We often have invoice level data like notes, discounts, shipping charges, etc. - How do we represent these using this method? Some discounts are product specific - so they belong on the line item anyway, others are invoice wide (think of a deal where you buy two separate products and receive a discount on the two) - we could we somehow allocate it across the line items? Same with shipping charges, allocate it by dividing it among the line items?
What do we do with invoice 'notes' - we have printed and/or internal notes, would we put the data in the line items and just repeat it for each line item? That seems to go against data normalization. Put it in a related table?
Any open source projects that use this method that I could take a look at? Not sure how to search for them.
It sounds like you're confusing relational design and dimensional design.
A relational design is for facilitating transaction processing, and minimizing data anomalies and duplication. It's your operational database. A dimensional design is for facilitating analysis.
A relational design will have an invoices table and a line_items table and a dimensional design will have a company_invoices_customer fact table with a grain of invoice line item.
Since this is for POS, I assume you want a relational design first.
As for your questions:
First there are tons of good data modelling patterns for this scenario. See https://dba.stackexchange.com/questions/12991/ready-to-use-database-models-example/23831#23831
The invoice ID will need to be repeated for each row (so we can
generate data like totals for the invoice). Is this an intentional
feature of this way of modeling the data?
Yes
We often have invoice level data like notes, discounts, shipping
charges, etc. - How do we represent these using this method?

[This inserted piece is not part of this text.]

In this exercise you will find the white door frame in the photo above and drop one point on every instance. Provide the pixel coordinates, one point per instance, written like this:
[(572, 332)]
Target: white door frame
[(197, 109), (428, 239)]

Probably easiest/simplest to have a "notes" field on the invoice table.
For charges and discounts you should use abstraction (see Table Inheritance), and add them as Order Adjustments. See the book by Silverston in the link above.
Some discounts are product specific - so they belong on the line item
anyway, others are invoice wide (think of a deal where you buy two
separate products and receive a discount on the two) - we could we
somehow allocate it across the line items?
The price of the item should be calculated at runtime based on it's default price, and any discounts or charges that apply in the current "scenario", example discount for government, nearby, on sale day. You could have hierarchical line items that reference each other, to keep things in order. Again, see Silverston book.
What do we do with invoice 'notes' - we have printed and/or internal
notes, would we put the data in the line items and just repeat it for
each line item?
If you want line item notes, add a notes column on the line items table.
That seems to go against data normalization. Put it in a related
table?
If notes are nullable, and you want to be strict about normalization, then yes, add a invoice_notes table.